The board must also be prepared to select an interim CEO.  The playbook may include one or more options for interim leadership, likely chosen from among the directors and top executives.  Having several options would allow for a circumstance-specific determination based on the needs of the enterprise at the moment at which the succession crisis occurs.  Additional factors to consider would include the anticipated duration of the interim CEO’s tenure and the viability of one or more of the candidates as the permanent new CEO if needed.  If there is no natural candidate to be interim CEO, it may be appropriate for the board to appoint an office of the CEO to support the interim leader selected.  The board may also wish to take into account the cause of the crisis; it is not inconceivable that a criminal indictment, personal indiscretions, or a medical emergency might, at the margins, point in favor of different choices for the interim leader to reassure stakeholders that the enterprise remains in good hands.  It is important to note that, if properly handled, an interim CEO who is also a director can regain the designation of “independent” when his or her term as interim CEO is complete.

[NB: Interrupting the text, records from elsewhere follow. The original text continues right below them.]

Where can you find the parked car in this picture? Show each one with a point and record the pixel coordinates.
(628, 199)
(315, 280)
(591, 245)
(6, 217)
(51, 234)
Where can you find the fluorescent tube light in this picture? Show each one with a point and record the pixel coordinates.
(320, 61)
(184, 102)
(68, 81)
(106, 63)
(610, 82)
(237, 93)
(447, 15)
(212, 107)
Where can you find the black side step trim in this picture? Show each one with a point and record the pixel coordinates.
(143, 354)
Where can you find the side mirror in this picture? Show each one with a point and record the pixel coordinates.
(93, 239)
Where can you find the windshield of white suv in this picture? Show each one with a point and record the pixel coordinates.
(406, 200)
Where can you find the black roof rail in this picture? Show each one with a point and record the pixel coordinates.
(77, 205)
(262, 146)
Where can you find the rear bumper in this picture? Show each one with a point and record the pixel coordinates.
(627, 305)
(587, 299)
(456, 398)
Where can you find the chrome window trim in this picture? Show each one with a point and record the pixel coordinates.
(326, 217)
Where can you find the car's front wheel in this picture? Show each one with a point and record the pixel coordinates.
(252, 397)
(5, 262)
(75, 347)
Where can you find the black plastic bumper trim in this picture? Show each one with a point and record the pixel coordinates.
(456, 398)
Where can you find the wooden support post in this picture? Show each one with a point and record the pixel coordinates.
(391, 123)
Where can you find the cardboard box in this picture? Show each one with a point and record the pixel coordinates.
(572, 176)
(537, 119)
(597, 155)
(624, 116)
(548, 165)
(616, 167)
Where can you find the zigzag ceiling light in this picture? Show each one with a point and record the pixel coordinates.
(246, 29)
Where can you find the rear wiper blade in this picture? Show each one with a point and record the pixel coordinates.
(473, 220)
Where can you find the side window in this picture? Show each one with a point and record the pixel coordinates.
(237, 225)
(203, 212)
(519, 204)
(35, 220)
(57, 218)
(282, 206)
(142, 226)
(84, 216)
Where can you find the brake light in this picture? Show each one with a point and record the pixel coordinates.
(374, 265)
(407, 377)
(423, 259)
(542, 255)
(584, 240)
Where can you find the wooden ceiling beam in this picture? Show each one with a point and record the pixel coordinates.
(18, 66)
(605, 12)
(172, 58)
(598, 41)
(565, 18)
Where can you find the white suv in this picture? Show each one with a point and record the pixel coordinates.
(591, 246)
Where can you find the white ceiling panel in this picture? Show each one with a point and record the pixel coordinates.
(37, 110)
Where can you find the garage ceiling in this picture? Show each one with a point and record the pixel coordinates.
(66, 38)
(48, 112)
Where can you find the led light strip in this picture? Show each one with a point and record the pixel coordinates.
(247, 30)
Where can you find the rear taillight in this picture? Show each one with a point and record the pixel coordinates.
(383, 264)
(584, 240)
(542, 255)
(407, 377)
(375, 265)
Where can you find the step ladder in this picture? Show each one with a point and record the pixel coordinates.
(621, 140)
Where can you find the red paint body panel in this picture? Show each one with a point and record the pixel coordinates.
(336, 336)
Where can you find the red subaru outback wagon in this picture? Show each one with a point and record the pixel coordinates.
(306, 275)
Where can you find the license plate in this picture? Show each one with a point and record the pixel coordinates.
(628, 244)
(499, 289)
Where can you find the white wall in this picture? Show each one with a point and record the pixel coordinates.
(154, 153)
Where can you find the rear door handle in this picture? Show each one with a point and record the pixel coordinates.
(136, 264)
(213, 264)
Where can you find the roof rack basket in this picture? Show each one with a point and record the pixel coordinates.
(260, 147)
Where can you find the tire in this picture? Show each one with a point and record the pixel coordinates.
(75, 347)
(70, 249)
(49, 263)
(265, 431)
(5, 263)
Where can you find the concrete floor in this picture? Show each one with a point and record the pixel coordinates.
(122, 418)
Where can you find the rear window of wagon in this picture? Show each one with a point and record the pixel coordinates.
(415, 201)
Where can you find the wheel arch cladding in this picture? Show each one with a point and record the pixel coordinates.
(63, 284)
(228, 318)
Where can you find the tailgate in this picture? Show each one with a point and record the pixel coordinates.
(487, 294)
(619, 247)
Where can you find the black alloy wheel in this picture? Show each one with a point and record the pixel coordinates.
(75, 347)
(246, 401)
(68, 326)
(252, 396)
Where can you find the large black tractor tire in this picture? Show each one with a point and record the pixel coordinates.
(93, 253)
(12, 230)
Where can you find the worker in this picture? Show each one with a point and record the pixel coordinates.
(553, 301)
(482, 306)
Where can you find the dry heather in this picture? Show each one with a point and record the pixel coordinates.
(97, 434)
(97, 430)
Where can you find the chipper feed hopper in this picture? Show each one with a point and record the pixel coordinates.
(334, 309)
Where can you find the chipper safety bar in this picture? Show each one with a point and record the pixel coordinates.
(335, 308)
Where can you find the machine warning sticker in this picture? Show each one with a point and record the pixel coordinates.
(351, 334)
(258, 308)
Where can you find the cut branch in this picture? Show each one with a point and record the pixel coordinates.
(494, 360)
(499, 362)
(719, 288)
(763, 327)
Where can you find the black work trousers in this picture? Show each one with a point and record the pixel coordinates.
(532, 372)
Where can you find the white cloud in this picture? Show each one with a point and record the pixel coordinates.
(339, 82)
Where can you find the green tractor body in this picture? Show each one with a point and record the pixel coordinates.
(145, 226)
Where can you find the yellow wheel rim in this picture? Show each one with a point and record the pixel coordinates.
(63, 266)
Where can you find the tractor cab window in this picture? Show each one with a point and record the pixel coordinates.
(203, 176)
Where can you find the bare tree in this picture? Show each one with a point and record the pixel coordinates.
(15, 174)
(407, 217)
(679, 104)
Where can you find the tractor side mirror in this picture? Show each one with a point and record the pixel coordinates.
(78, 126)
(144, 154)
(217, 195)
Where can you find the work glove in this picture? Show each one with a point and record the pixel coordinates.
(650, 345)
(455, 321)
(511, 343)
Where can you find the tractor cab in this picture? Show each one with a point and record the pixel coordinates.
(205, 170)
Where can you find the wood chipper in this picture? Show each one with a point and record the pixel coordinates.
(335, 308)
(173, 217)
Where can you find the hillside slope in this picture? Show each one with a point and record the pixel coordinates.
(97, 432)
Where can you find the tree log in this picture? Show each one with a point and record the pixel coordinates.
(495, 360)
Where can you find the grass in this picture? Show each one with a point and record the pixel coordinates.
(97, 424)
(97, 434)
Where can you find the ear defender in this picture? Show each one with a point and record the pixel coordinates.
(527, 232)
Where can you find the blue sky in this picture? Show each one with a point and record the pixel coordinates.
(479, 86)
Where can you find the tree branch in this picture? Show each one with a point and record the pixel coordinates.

It will be helpful to consider in advance whether replacing the CEO would trigger other legal obligations such as “key man” provisions in employment contracts, or consequences to other executive employment contracts of shifts in responsibilities due to the emergency succession, and to draft any needed amendments to these contracts.  It also may be helpful to consider in advance the compensation arrangements for the interim CEO.  In the event that the original CEO’s absence or incapacity shifts from temporary to permanent, the playbook should include a protocol for when and how to begin the implementation of a longer-term succession plan.

 

 Public Statements and Filings

There are a number of documents that can be prepared for the event of an unexpected CEO transition.  At minimum, the playbook should contain a draft 8-K, a draft press release, and a draft stock exchange filing if needed.  The playbook also may contain a crisis communications protocol for this situation, including a plan for who will lead the crisis communications team.  There can be a plan for how the news will be communicated, both internally at various levels of the organization, and externally to key investors, regulators, and other stakeholders such as strategic partners or major customers and suppliers.  Having a plan for when and how this outreach will occur, and in what order, and by which contact points, will be very helpful in the moment of crisis.  External public relations/investor relations firms can be invaluable in considering various scenarios and advance planning.  Draft scripts can be prepared for key people such as the board chair, the interim CEO, and certain members of management.  In the heat of the moment, everyone who is aware of the emergency CEO transition should be reminded that until the information about the situation is publicly disclosed, it is material non-public information and, per Regulation FD, must not be selectively disclosed until a public announcement is made.

A crisis of leadership is likely to reveal an organization’s strengths and weaknesses, information which ultimately can be used to create a stronger and more resilient enterprise.  In the aftermath of an unexpected CEO transition, planning for the next such emergency with the knowledge gained in the last one will enable directors and executives to be more effective if the need should again arise.